Lesson 3, why can't we pre-compute when using augmantation?

When using data augmentation, we can't pre-compute our convolutional layer features, since randomized changes are being made to every input image. That is, even if the training process sees the same image multiple times, each time it will have undergone different data augmentation, so the results of the convolutional layers will be different.

I don’t understand (or don’t agree).
I can create features from from augmented data, and get the labels from the augmented data (we know the labels).
And then use the features and labels to train the dense layers. Of course every augmented version of the same image will have different features, but I don’t see any problem with that.

Am I missing something ?

I think what Jeremy refer to is “online augmentation”, “online augmentation” try to do data augmentation on the input image every time before you feed the data into the network.Under this case the network will see different images in every epoch.

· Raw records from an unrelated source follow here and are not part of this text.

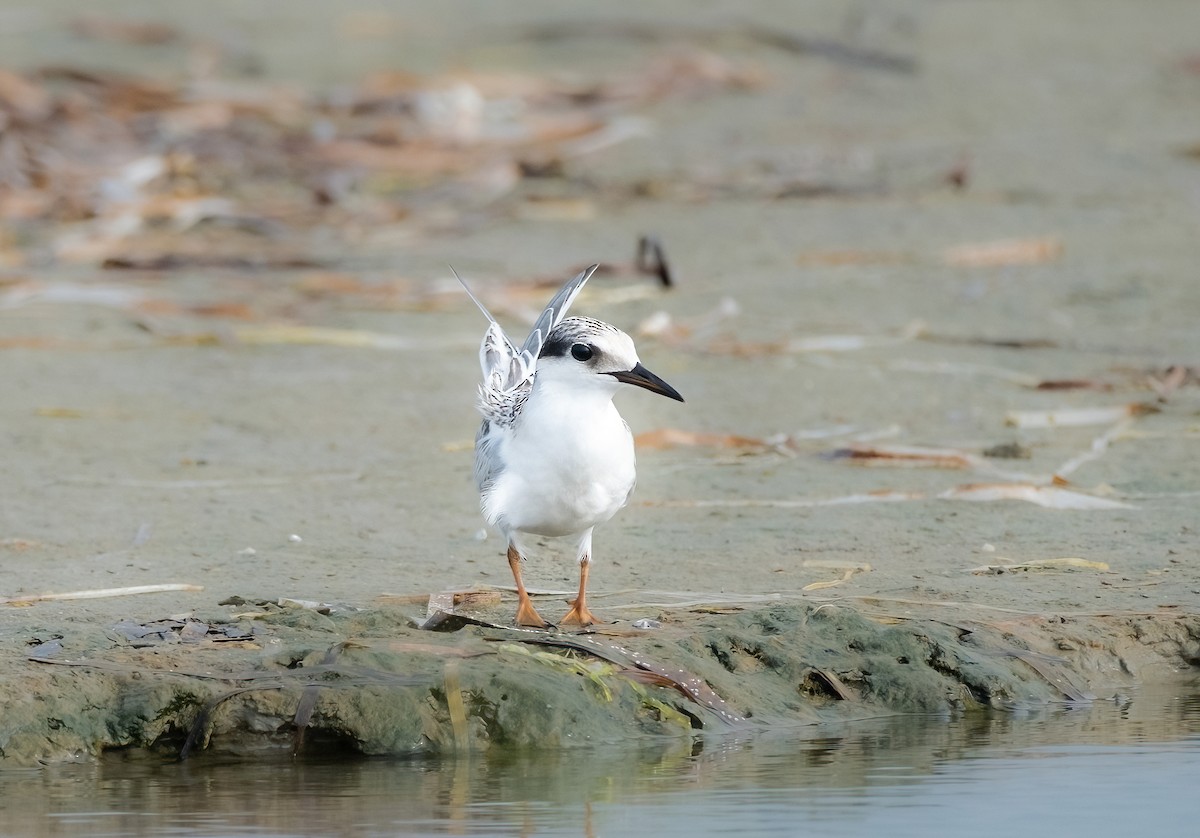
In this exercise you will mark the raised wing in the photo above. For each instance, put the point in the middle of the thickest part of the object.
(555, 312)
(508, 371)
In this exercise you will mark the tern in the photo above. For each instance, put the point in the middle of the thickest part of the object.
(553, 456)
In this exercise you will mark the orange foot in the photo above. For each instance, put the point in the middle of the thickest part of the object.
(581, 615)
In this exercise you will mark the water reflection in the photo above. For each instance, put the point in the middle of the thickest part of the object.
(887, 774)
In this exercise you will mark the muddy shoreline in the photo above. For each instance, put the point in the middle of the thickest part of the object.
(935, 321)
(371, 683)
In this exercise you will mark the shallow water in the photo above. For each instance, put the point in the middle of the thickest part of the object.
(1120, 767)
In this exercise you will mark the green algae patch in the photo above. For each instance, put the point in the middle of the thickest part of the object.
(370, 682)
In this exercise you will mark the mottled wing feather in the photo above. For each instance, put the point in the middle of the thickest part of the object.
(555, 312)
(508, 371)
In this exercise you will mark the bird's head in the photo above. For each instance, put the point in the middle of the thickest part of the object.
(585, 353)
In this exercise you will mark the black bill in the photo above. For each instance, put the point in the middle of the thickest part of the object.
(642, 377)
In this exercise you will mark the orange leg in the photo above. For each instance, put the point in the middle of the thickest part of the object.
(580, 612)
(526, 612)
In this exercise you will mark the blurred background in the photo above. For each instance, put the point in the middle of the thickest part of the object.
(226, 316)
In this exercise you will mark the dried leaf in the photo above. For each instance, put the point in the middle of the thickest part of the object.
(1073, 384)
(1006, 252)
(911, 456)
(1042, 564)
(673, 437)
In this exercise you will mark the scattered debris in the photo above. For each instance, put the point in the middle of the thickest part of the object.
(911, 456)
(1039, 564)
(1077, 417)
(1006, 252)
(1053, 497)
(1007, 450)
(100, 593)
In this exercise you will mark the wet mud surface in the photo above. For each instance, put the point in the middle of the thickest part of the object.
(934, 319)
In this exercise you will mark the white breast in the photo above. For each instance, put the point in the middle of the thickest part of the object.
(568, 466)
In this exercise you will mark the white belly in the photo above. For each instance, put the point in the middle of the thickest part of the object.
(563, 478)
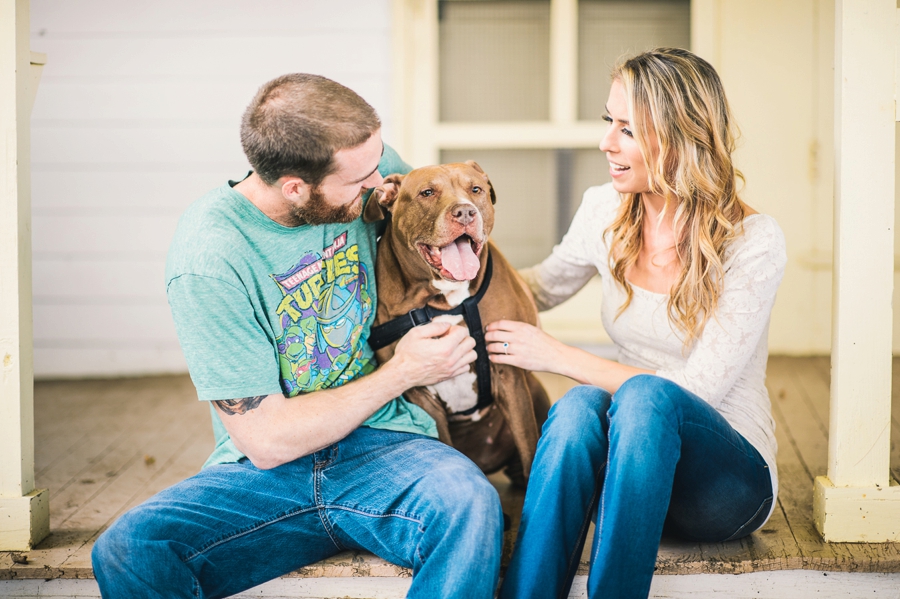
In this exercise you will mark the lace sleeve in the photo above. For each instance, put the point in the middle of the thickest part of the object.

What you mention is “offline augmentation”, this kind of augmentation prefer to augment the data before you feed them into the network, the network will see the same images in every epoch.

offline augmentation:

train_img, train_label = read_img("train_folder")
train_img, train_label = augment_img(train_img, train_label)
//every epoch, the network see the same image
model.fit(train_img, train_label);

online augmentation:

data_generator = ImageDataGenerator(....)
train_data = data_generator.flow_from_directory(...)
//the network see different images every epoch

@tham has covered the difference between offline and online, but I thought I’d add the following which might help your understanding:

The point of data augmentation is to show the neural network slightly different images/data during each training epoch so that it’s robust to those variations. It helps prevent the model from overfitting. By precomputing the augmented data you’re showing your net the same data every epoch and in doing so you lose the main benefits of augmentation.

Thank you both for your answers, As I see it. The difference between inline and offline augmentation is how much memory I have.
Let’s say I have 10,000 images, And I want to train it for 10 epochs (with augmentation): This means the NN will see 100,000 different images (In inline augmentation).

I can’t achieve the same result in offline augmentation, just create from the 10,000 images , 100,000 images and train it for 1 epoch. The only problem is that I need enough memory (or to save it on disk).

Am I correct ?